I just realized @vsapsai already asked the same question :-)

CodaFi updated this revision to Diff 285874.Aug 15 2020, 6:38 PM
CodaFi updated this revision to Diff 285875.Aug 15 2020, 7:26 PM
CodaFi added inline comments.Aug 15 2020, 7:35 PM
clang/include/clang/Serialization/ModuleManager.h
122

It's the file path the module cache has computed for the PCM. I could try to use the real path to the file, but I'm not sure how portable/stable that interface is relative to this one.

CodaFi added a subscriber: rsmith.Aug 15 2020, 7:49 PM

Okay, I'm done throwing revisions at the bots. This windows-only failure is bizarre. @rsmith Do you have any insight into what's going wrong here?

CodaFi updated this revision to Diff 286201.Aug 17 2020, 10:19 PM

Figured it out for myself. The test is forming paths that are using non-canonical path separators. Naively using those as keys means that the subsequent canonicalization done by the ASTWriter renders the keys useless for lookups into these structures. I'm going to switch to FileEntry::tryGetRealPathName since it's quite literally what ASTWriter is doing as part of its canonicalization phase. I worry about that as a solution in general though. In the future, it would be great to expose the canonicalization utilities in the ASTWriter as a more general kind of facility that could be shared between the implementations so we don't desync things again.

CodaFi updated this revision to Diff 286334.Aug 18 2020, 10:12 AM
CodaFi edited the summary of this revision. (Show Details)
CodaFi marked 2 inline comments as done.

Switched tactics here. Rather than just change the source of the entropy, let's increase it from just inodes to (64-bits of inode) plus (file size) plus (mod time). It is still possible to defeat this scheme, but it means an attacker would have to replace the PCM with one that has been padded out to the same size then backdate its modtime to match the one in the cache - or some cascading failure of the syscalls providing these data conspires to make this happen.

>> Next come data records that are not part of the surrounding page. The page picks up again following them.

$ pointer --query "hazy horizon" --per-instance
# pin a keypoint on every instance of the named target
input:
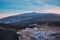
(13, 7)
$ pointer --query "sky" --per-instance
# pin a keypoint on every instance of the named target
(14, 7)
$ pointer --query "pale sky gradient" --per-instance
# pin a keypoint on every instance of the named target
(13, 7)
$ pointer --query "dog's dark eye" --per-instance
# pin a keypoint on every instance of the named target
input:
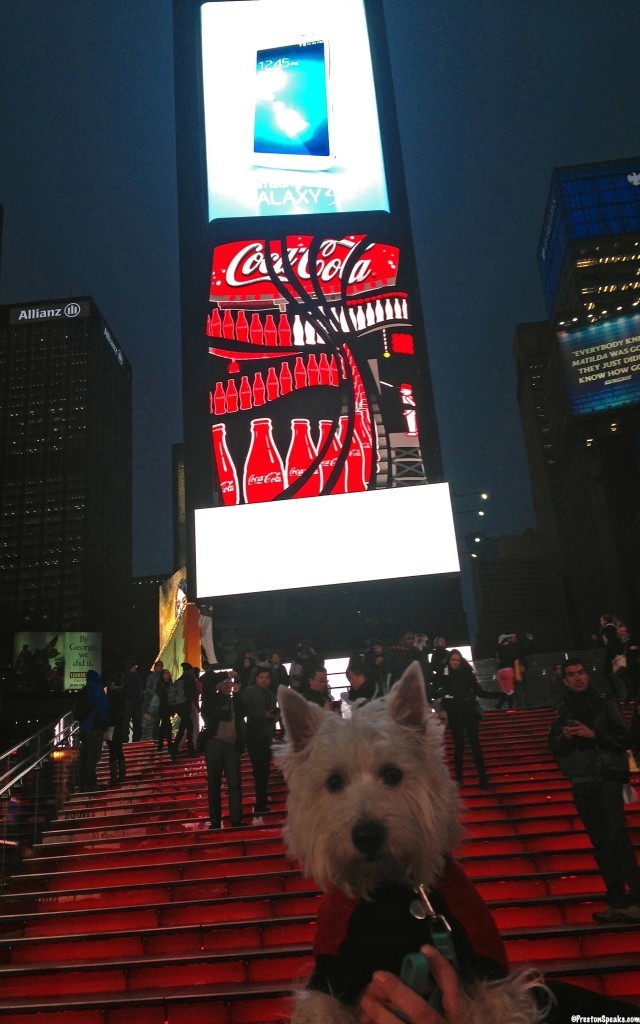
(335, 782)
(391, 775)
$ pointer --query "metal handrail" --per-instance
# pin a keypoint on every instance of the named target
(64, 730)
(33, 787)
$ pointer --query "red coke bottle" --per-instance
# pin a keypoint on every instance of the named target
(312, 370)
(231, 396)
(227, 325)
(242, 327)
(258, 390)
(245, 393)
(299, 373)
(272, 390)
(227, 478)
(331, 458)
(264, 474)
(255, 331)
(270, 332)
(300, 456)
(286, 380)
(363, 432)
(355, 462)
(219, 400)
(214, 324)
(284, 331)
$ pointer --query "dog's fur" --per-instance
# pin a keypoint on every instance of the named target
(383, 766)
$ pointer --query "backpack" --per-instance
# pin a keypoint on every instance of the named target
(82, 706)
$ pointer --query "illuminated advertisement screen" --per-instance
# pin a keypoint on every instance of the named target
(61, 659)
(602, 365)
(315, 388)
(346, 539)
(291, 120)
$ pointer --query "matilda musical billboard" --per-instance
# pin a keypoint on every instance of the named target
(315, 389)
(602, 365)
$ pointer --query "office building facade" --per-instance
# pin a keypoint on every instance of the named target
(65, 472)
(579, 389)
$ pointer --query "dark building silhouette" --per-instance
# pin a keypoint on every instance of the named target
(517, 590)
(65, 472)
(576, 381)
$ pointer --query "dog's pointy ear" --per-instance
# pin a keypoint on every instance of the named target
(407, 702)
(302, 719)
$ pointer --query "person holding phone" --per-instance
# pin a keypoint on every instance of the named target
(590, 738)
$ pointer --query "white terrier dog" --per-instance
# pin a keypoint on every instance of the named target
(372, 816)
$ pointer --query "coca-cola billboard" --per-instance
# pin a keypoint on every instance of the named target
(314, 379)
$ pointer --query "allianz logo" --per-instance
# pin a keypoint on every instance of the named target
(50, 312)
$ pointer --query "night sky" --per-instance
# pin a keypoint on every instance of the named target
(492, 95)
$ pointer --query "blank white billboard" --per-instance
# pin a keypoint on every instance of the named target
(334, 539)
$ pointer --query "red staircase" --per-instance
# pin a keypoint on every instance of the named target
(132, 909)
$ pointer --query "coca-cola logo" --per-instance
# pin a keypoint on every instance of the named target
(272, 477)
(243, 265)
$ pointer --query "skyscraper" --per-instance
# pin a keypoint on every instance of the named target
(579, 388)
(65, 471)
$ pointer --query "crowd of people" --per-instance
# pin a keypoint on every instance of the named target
(239, 709)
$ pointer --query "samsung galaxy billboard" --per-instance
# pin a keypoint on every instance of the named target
(291, 118)
(602, 365)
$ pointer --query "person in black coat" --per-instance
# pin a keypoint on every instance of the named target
(118, 716)
(223, 717)
(590, 739)
(459, 691)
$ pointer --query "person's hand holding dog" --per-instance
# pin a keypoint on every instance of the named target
(386, 996)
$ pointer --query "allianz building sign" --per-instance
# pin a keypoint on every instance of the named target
(65, 309)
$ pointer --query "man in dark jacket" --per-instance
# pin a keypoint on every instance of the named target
(261, 711)
(134, 689)
(181, 693)
(222, 714)
(117, 713)
(590, 738)
(91, 729)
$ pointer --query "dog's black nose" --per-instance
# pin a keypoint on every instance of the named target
(369, 838)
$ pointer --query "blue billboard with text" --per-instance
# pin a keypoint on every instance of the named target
(602, 365)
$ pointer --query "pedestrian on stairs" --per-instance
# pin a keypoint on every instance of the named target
(116, 732)
(91, 729)
(459, 692)
(222, 714)
(261, 711)
(179, 701)
(590, 738)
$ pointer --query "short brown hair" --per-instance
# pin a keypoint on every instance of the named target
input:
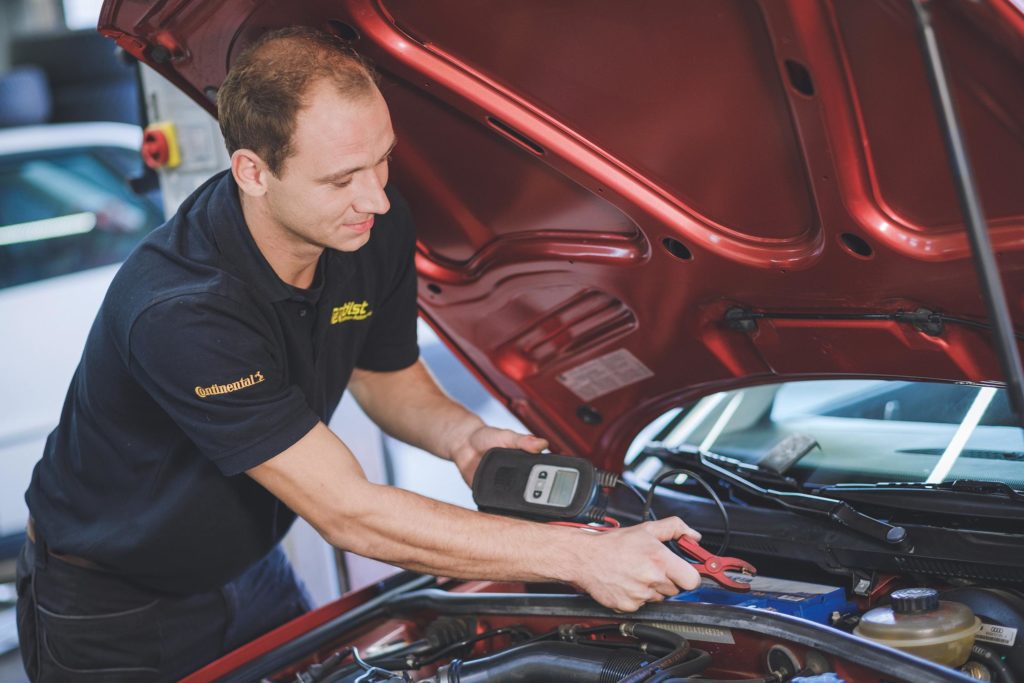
(259, 100)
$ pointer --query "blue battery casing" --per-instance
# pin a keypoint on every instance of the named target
(811, 601)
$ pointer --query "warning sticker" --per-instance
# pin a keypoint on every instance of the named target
(707, 634)
(605, 374)
(1000, 635)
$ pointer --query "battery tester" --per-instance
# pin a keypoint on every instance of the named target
(563, 489)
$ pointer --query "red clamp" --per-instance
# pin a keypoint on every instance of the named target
(715, 567)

CodaFi updated this revision to Diff 286361.Aug 18 2020, 11:06 AM
aprantl added inline comments.Aug 18 2020, 1:39 PM
clang/include/clang/Serialization/ModuleManager.h
122

If it's the path to the .pcm there's no point in wasting time on realpath — there should only be one module cache path and we don't care where exactly it is on disk, and the paths inside the module cache ought to be unique anyway, because we just computed them. Thanks!

aprantl added inline comments.Aug 18 2020, 1:40 PM
clang/include/clang/Serialization/ModuleManager.h
62

Can you add a doxygen comment explaining why we compute our own hashing as opposed to using the FileEntry pointer?

62

Basically what you wrote in the description of the review...

CodaFi updated this revision to Diff 286460.Aug 18 2020, 7:35 PM

@aprantl Good idea. Updated.

aprantl accepted this revision.Aug 19 2020, 9:33 AM
This revision is now accepted and ready to land.Aug 19 2020, 9:33 AM
CodaFi marked an inline comment as done.Aug 19 2020, 1:11 PM
CodaFi updated this revision to Diff 286679.Aug 19 2020, 3:40 PM
CodaFi retitled this revision from [clang][Modules] Use File Names Instead of inodes As Loaded Module Keys to [clang][Modules] Increase the Entropy of ModuleManager Map Keys.
CodaFi updated this revision to Diff 286697.Aug 19 2020, 5:45 PM
CodaFi abandoned this revision.Aug 28 2020, 4:21 PM

We have tested this proposed change out on our CI systems and have seen no relief from the symptoms of inode reuse with this approach. Abandoning this revision in favor of a more narrow fix.